Fractured communityStella Sandfordʼs review of the ʻGoing Australianʼ Conference (RP 90) provides interesting insights into many of the issues discussed at the conference, as well as into the sense of sociality, and the debate, that the conference generated. However, I found her comments on my paper on ʻFractured Communityʼ perplexing.
I argued at the conference that the liberal and communitarian elaborations of community fail to acknowledge the extent of, and the productive signiﬁcance of, disagreement and alterity within community. I suggested that agreement risks obliterating difference by enforcing a false consensus and commonality, and that disagreement is the process of engagement which allows ongoing renegotiation of culture, law and community in response to the alterity revealed in disagreement. My argument is that it is only in a community which tolerates disagreement that Aboriginal people have been able to disagree with the dominant legal lie of terra nullius, which created the legal ﬁction that Australia was an unoccupied country before European occupation and that therefore there was no need to recognize the rights of the Aboriginal inhabitants.
I also argue in the paper that there is a radical difference (rather than an absolute incommensurability, as Sandford claims) between the rights and culture of Aboriginals and the rights and culture of non-Aboriginals.
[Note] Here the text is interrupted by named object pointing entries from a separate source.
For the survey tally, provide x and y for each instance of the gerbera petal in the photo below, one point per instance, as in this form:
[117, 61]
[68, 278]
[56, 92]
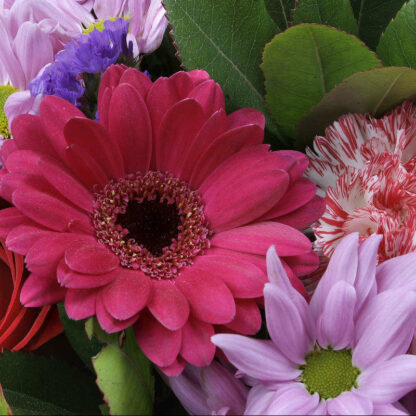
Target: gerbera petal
[45, 209]
[80, 304]
[257, 238]
[286, 326]
[161, 345]
[54, 114]
[350, 403]
[197, 347]
[168, 305]
[244, 279]
[40, 290]
[385, 328]
[210, 299]
[129, 122]
[90, 136]
[247, 318]
[177, 132]
[389, 381]
[90, 258]
[127, 295]
[336, 323]
[256, 358]
[65, 183]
I suggest that this radical difference may require the recognition of two laws within the nation – Aboriginal law and non-Aboriginal law. This is not a particularly new position. The coexistence of two laws has continued throughout the two hundred years of non-Aboriginal invasion and occupation of Aboriginal land. This has been recognized in limited ways by the dominant legal system when crimes by Aboriginal people are occasionally redressed, not by the non-Aboriginal legal system but by traditional Aboriginal law. More recently the Australian High Court has recognized the myth of terra nullius and of the right of Aboriginal people to claim access to their lands. This native title to land is, of course, not applicable to non-Aboriginal people: the High Court decision therefore recognizes that different types of land claim and land tenure are required for the different circumstances of different groups.
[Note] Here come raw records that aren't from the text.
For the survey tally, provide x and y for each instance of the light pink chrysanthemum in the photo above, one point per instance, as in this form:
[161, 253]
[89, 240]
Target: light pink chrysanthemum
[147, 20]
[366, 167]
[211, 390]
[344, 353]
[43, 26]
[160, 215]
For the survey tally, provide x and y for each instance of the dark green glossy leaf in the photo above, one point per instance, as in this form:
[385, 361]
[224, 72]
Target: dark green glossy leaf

Having said all this, I also acknowledge the risks and difﬁculty inherent in the concept of fractured community which Sandford forcefully points to in her review. The concept of fractured community risks being read as justifying an intransigent insistence by the dominant group on their view of history against the different experiences of the minority. It also risks being read as a complacent acceptance of disagreement which would involve disengagement – ʻweʼll agree to disagree and go our different waysʼ. While I take this criticism seriously, such a reading assumes that disagreement leads to an absolute separatism and absolute non-communication. Instead, in my paper I argued that communication involves miscommunication but not absolute non-communication. Indeed, I would argue that disagreement creates a friction and agitation which compel engagement.
As Sandford indicates in her review, the conference was not only a forum for stimulating discussion and debate; it was also an opportunity for engagement and sociality. For the Australian participants, this conference provided an opportunity to make contacts and establish friendships with colleagues in Britain, and to gain insight into the theoretical concerns within British feminisms. It also enabled us to further our sense of working, arguing and conversing together within the Australian context where the issues of cultural and racial difference, community and sociality have become a signiﬁcant focus within feminist thought.